School System

Council Speaker Christine Quinn the Democratic nomination to replace Mayor Michael Bloomberg feels that a lot of the problems that the current school system faces can be solved if there is a more appropriate allocation of the funds. She was speaking to educators in an overcrowded meeting recently and apparently hinted at replacing the currently used printed textbooks for digital copies.

The New York City School System currently educates 1.1 million children from grades kindergarten to high school across 1700 schools. Needless to say a system such vast will have some problems of its own. Christine Quinn has been a rather vocal enemy of Mayor Bloomberg while at times also been an avid fan of the incumbent. Her recent statements unlike some of the previous ones don’t suggest increasing taxes though. She mentions that the money is already there in the system and just warrants a better utilization which will ensure that the system is better managed, financially.

Quinn’s grand plan is likely to cost $330 million. She mentions that the $100 million that is annually spent on printed textbooks can be controlled if digital books can be used. Additionally she suggests that the $450 million currently being spent on teachers’ professional development can be better utilized if online and virtual professional development options are explored.

However Quinn had been only discussing these avenues as hypothetical ways in which the city school system can eradicate most of its current problems. She did encourage thoughts and ideas on how other successful school systems around the country are adopting these and other practices. Many believe that the current system wherein the school system recurrently spends a fortune every year replacing old unusable material with new ones is flawed.
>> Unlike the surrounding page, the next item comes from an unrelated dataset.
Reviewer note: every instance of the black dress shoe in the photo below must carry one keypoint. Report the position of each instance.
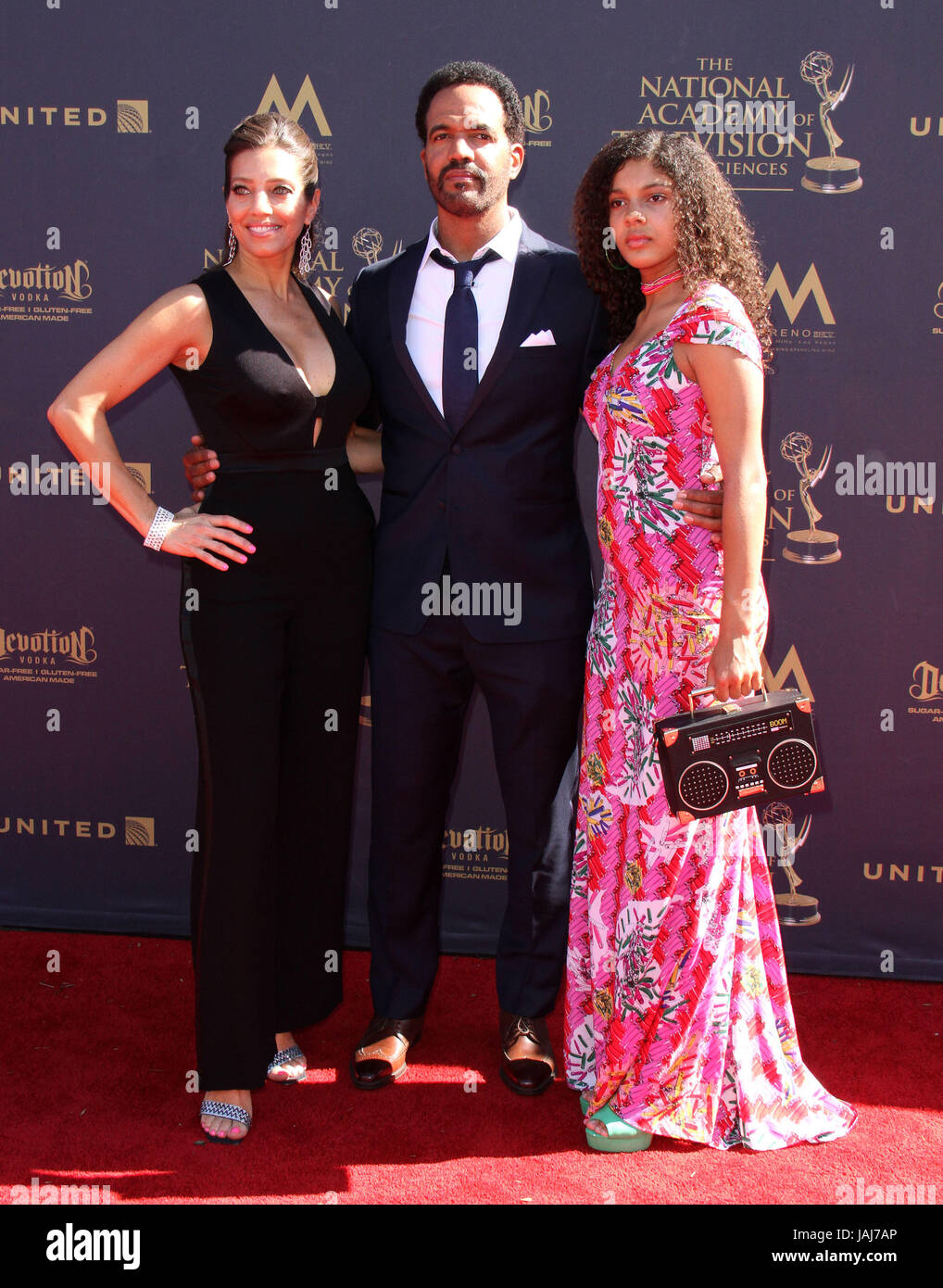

But even if these suggestions are taken on a serious note and an attempt in making these see the light of day will require some serious problem solving else they may hinder their actual materialization. One of them being the cost factor; who is going to bear the cost of the digital eReaders? There are other issues as well like the risks of introducing the concept of digital content in classrooms, the quality of the current eReader options etc. All these will need to be discussed and ironed out.